Examination of fluid from a swollen joint can be helpful to distinguish rheumatoid arthritis from osteoarthritis, gout, or infection. Unlike the fluid from an osteoarthritic joint, the RA joint fluid will show abundant inflammation. Presence of uric acid crystals in the joint fluid may indicate that gout is the correct diagnosis.
Classification criteria for RA were originally designed to for research purposes, but have been used by many physicians as a means to confirm the diagnosis of rheumatoid arthritis.
The initial criteria were first established in 1987 jointly by the American College of Rheumatology (ACR) and European League Against Rheumatism (EULAR). It required presence of symptoms for at least 3 months, and at least 4 out of 7 criteria to classify as RA.
The 1987 ACR/EULAR classification criteria for rheumatoid arthritis
|1. Morning stiffness
|Morning stiffness in and around the joints, lasting at least 1 hour
|2. Arthritis of ≥3 joints
|The qualified areas are PIP, MCP, wrist, elbow, knee, ankle, and MTP joints
|3. Arthritis of hand joints
|At least 1 area swollen in a wrist, MCP, or PIP joint
|4. Symmetric arthritis
|Simultaneous involvement of the same joint areas on both sides of the body
|5. Rheumatoid nodules
|Subcutaneous nodules over bony prominences, extensor surfaces, or around joints
|6. Rheumatoid factor
|Positive rheumatoid factor
|7. Radiographic changes
|Including erosions or periarticular demineralization
As advances in diagnostic abilities allowed for earlier diagnosis of rheumatoid arthritis, the 1987 criteria was criticized for not allowing for early diagnosis of RA. For example, people with early rheumatoid arthritis may not have rheumatoid nodules or any radiographic changes.

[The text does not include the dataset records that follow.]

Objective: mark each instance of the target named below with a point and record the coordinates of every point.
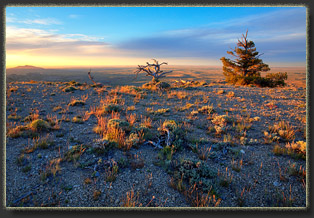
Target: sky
(53, 37)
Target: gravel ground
(263, 180)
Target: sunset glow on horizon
(118, 36)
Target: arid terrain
(198, 143)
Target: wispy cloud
(74, 16)
(42, 21)
(38, 41)
(284, 31)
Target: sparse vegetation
(193, 144)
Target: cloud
(281, 32)
(38, 41)
(74, 16)
(43, 21)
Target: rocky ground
(192, 145)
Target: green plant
(77, 119)
(247, 66)
(119, 124)
(39, 125)
(112, 172)
(96, 194)
(131, 200)
(206, 110)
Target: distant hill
(27, 67)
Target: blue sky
(98, 36)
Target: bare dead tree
(152, 70)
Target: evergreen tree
(246, 66)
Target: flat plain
(199, 143)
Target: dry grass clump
(206, 109)
(39, 125)
(77, 102)
(51, 169)
(284, 130)
(131, 200)
(294, 149)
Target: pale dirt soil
(264, 180)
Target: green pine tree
(246, 66)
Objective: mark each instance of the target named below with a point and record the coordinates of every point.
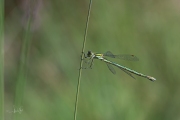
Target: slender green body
(129, 70)
(92, 56)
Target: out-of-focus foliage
(148, 29)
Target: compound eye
(89, 53)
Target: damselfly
(101, 57)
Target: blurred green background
(148, 29)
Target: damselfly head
(89, 54)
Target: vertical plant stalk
(2, 59)
(81, 62)
(22, 73)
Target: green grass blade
(2, 59)
(21, 79)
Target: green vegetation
(2, 59)
(147, 29)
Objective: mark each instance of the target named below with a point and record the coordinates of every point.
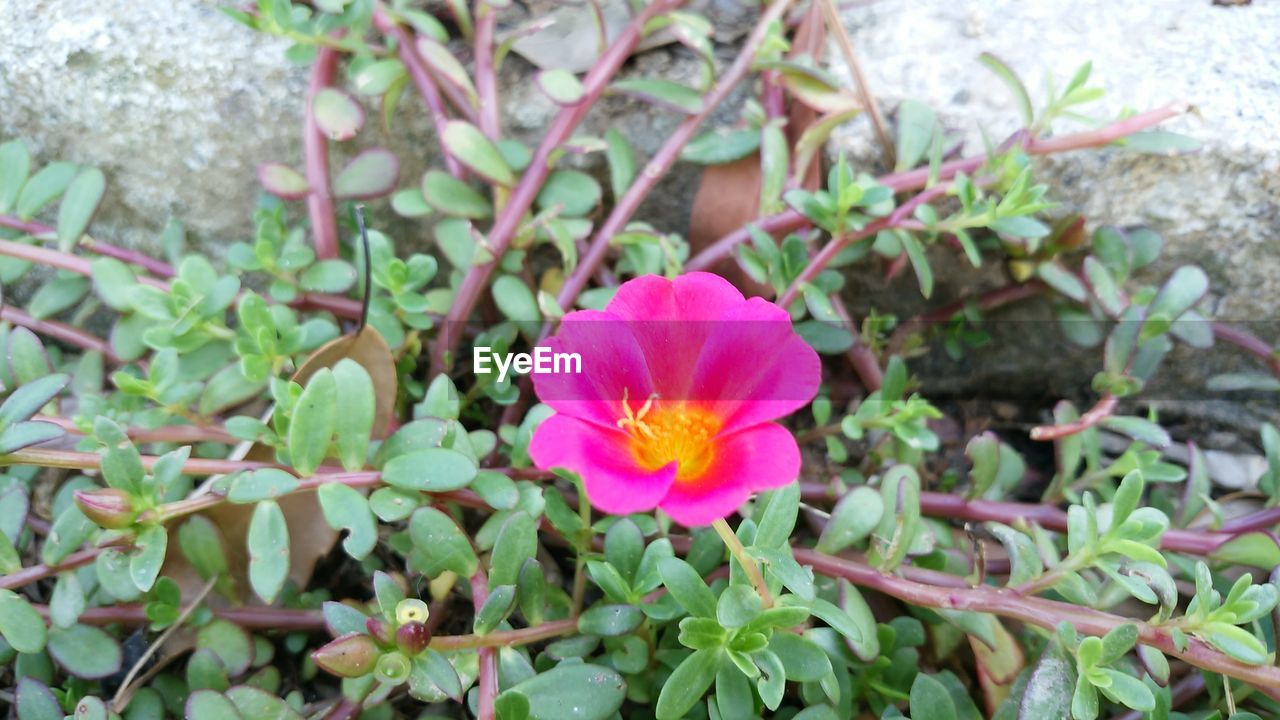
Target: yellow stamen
(662, 434)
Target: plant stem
(855, 69)
(1102, 410)
(1038, 611)
(745, 560)
(531, 181)
(423, 81)
(60, 332)
(324, 220)
(918, 178)
(666, 156)
(488, 680)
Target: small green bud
(350, 656)
(110, 507)
(412, 638)
(393, 668)
(380, 629)
(411, 610)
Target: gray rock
(1219, 208)
(176, 103)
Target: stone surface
(1219, 208)
(174, 101)
(179, 104)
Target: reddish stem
(1248, 342)
(423, 81)
(183, 434)
(315, 146)
(666, 156)
(60, 332)
(531, 181)
(956, 507)
(487, 80)
(488, 657)
(1040, 611)
(1104, 409)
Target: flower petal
(671, 320)
(613, 367)
(754, 459)
(613, 481)
(754, 368)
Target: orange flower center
(677, 433)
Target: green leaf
(929, 698)
(86, 652)
(328, 276)
(780, 518)
(576, 192)
(434, 469)
(516, 542)
(854, 620)
(609, 620)
(853, 518)
(312, 422)
(14, 165)
(283, 181)
(78, 205)
(721, 146)
(688, 683)
(917, 123)
(261, 484)
(35, 701)
(455, 197)
(688, 587)
(737, 606)
(355, 424)
(1237, 642)
(30, 397)
(1128, 691)
(1160, 142)
(44, 186)
(1139, 429)
(19, 623)
(561, 86)
(346, 509)
(671, 95)
(803, 659)
(515, 300)
(574, 692)
(472, 149)
(268, 550)
(231, 643)
(370, 174)
(147, 557)
(1050, 687)
(337, 114)
(622, 163)
(442, 545)
(210, 705)
(1015, 85)
(496, 609)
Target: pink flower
(680, 382)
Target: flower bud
(110, 507)
(380, 629)
(411, 610)
(393, 668)
(350, 656)
(412, 638)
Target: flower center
(677, 433)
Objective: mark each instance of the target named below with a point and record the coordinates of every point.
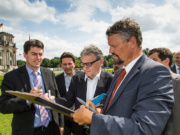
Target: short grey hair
(126, 29)
(92, 49)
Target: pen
(84, 103)
(49, 92)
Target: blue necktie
(43, 112)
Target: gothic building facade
(7, 52)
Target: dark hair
(32, 43)
(126, 29)
(119, 62)
(163, 53)
(67, 55)
(92, 49)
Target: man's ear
(133, 42)
(24, 54)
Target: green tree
(55, 62)
(20, 63)
(78, 62)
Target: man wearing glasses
(88, 84)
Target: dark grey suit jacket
(173, 123)
(60, 81)
(173, 68)
(78, 88)
(141, 105)
(23, 115)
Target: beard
(118, 60)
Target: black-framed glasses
(88, 64)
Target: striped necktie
(120, 78)
(43, 112)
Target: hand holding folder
(42, 101)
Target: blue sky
(70, 25)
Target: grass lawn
(5, 123)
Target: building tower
(7, 52)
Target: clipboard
(41, 101)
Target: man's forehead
(88, 57)
(67, 60)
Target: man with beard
(88, 84)
(176, 67)
(140, 97)
(63, 81)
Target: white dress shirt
(91, 86)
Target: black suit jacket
(78, 88)
(173, 68)
(60, 81)
(23, 115)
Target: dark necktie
(43, 112)
(120, 78)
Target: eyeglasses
(88, 64)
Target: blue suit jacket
(142, 104)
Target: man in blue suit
(143, 100)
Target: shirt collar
(29, 70)
(97, 76)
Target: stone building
(7, 52)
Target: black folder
(41, 101)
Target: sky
(70, 25)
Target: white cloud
(81, 14)
(160, 24)
(21, 10)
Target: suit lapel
(25, 78)
(130, 75)
(45, 78)
(101, 83)
(63, 85)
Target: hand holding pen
(84, 103)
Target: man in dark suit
(27, 117)
(88, 84)
(176, 67)
(164, 56)
(142, 100)
(63, 81)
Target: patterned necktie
(120, 78)
(43, 112)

The most recent ACR/EULAR rheumatoid arthritis classification criteria, introduced in 2010, has been useful to diagnose RA earlier than the previous criteria. A total of 6 points is required to meet the criteria.

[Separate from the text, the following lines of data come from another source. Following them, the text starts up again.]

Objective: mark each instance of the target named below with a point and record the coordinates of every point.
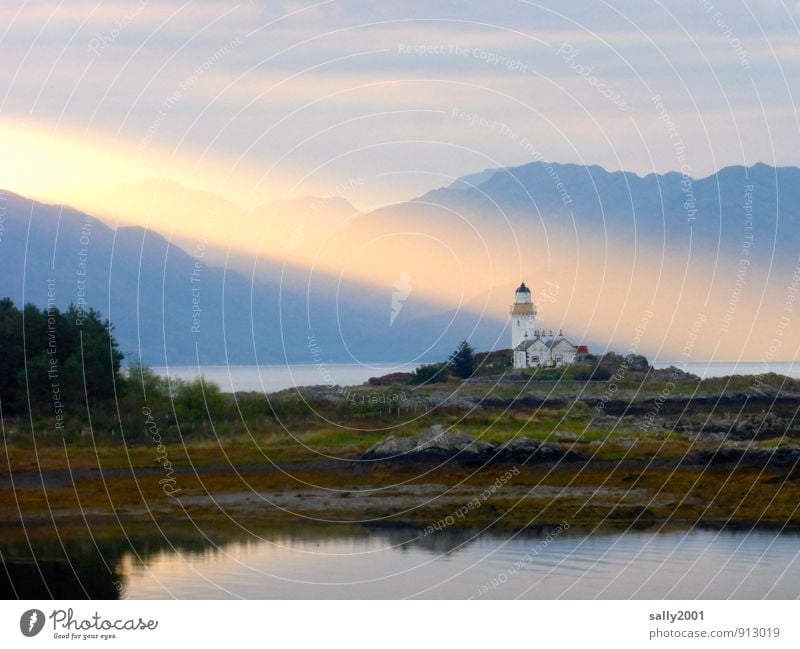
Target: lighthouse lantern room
(523, 316)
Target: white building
(535, 348)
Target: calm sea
(271, 378)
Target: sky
(380, 102)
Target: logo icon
(31, 622)
(402, 290)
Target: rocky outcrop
(438, 443)
(784, 456)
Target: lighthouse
(523, 315)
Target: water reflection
(373, 562)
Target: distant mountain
(170, 307)
(674, 266)
(656, 210)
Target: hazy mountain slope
(152, 291)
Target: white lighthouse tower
(523, 316)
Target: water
(272, 378)
(640, 565)
(710, 369)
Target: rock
(755, 457)
(439, 443)
(391, 379)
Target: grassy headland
(646, 448)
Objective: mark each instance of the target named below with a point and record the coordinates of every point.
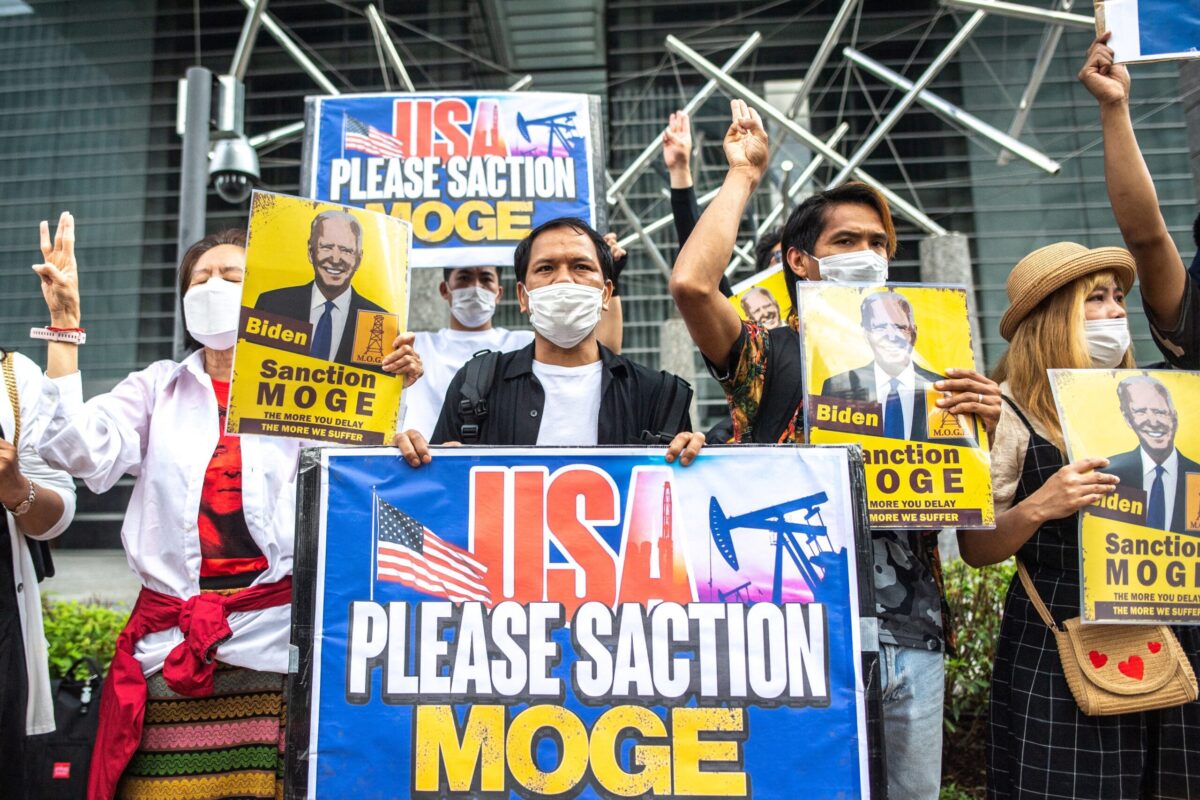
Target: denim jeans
(913, 685)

This criteria is used most often to establish early diagnosis of RA. It is recognized that some people with longstanding RA may qualify the 1987 criteria but not the ones from 2010. Large joints refers to shoulders, elbows, hips, knees, and ankles. Small joints refers to metacarpophalangeal (MCP) joints, proximal interphalangeal (PIP) joints, 2nd-5th metatarsophalangeal joints, thumb interphalangeal joints, and wrists.
Why is it important to diagnose rheumatoid arthritis early?

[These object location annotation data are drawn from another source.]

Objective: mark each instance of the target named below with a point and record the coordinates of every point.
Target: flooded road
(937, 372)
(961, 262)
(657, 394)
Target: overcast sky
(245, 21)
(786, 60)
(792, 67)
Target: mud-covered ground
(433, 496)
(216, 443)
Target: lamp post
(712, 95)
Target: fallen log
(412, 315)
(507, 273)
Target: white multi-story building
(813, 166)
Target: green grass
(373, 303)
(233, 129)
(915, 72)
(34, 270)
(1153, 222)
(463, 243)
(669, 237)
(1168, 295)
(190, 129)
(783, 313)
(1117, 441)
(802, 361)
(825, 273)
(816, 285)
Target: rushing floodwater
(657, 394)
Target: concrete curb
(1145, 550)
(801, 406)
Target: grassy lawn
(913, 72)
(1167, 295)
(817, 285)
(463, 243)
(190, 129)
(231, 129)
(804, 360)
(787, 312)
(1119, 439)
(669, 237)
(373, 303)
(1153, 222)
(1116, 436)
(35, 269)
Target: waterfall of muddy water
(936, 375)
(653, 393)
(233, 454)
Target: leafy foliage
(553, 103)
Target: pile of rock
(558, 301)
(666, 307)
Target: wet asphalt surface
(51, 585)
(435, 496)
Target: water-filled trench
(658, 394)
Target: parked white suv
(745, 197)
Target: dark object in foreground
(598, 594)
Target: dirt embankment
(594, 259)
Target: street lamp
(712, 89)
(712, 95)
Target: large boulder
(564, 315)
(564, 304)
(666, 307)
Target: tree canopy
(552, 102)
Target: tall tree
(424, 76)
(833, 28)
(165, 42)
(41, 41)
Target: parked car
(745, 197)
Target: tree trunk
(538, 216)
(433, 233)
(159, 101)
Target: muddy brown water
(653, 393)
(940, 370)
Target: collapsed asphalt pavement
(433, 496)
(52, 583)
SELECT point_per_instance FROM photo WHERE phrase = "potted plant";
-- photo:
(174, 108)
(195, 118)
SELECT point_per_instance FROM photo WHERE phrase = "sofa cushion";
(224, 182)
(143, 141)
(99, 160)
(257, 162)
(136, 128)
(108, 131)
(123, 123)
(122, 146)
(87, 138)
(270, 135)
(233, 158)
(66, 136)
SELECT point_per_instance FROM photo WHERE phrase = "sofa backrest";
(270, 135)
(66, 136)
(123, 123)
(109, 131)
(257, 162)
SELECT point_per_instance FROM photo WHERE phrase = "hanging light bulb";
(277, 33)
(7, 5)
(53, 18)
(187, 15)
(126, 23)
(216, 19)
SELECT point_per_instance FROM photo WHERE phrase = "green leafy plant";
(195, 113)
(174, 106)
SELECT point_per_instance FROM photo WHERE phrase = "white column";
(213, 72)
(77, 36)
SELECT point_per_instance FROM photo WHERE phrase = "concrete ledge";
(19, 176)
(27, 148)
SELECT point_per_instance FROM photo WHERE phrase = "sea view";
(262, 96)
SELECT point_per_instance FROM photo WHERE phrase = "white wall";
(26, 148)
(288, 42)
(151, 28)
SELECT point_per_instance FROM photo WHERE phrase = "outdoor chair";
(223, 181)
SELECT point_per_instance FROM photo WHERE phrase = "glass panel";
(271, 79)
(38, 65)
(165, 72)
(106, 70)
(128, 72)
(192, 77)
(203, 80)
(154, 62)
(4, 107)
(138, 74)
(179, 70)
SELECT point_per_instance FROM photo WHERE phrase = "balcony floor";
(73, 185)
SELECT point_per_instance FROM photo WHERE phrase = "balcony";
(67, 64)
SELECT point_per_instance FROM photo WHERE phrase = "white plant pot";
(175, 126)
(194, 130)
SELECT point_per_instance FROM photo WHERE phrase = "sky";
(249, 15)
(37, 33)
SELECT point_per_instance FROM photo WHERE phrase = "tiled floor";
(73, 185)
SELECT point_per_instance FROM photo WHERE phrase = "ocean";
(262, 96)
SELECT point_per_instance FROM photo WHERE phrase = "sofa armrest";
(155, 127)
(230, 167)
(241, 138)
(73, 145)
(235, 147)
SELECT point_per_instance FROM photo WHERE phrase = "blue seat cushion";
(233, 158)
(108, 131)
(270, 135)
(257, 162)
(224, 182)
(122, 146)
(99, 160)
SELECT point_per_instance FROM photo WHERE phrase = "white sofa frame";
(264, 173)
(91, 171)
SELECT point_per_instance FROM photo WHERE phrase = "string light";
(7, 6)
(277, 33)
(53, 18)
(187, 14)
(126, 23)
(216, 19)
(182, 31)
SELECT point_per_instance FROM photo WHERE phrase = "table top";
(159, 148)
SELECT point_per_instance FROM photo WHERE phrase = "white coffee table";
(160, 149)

The goal in management of rheuamtoid arthritis is to control the symptoms and prevent joint damage. In the past several years, studies have shown that the earlier the rheumatoid arthritis diagnosis is established, and the earlier treatment is initiated, the better the outcome of the disease. For this reason, it is important to diagnose rheumatoid arthritis as early as possible.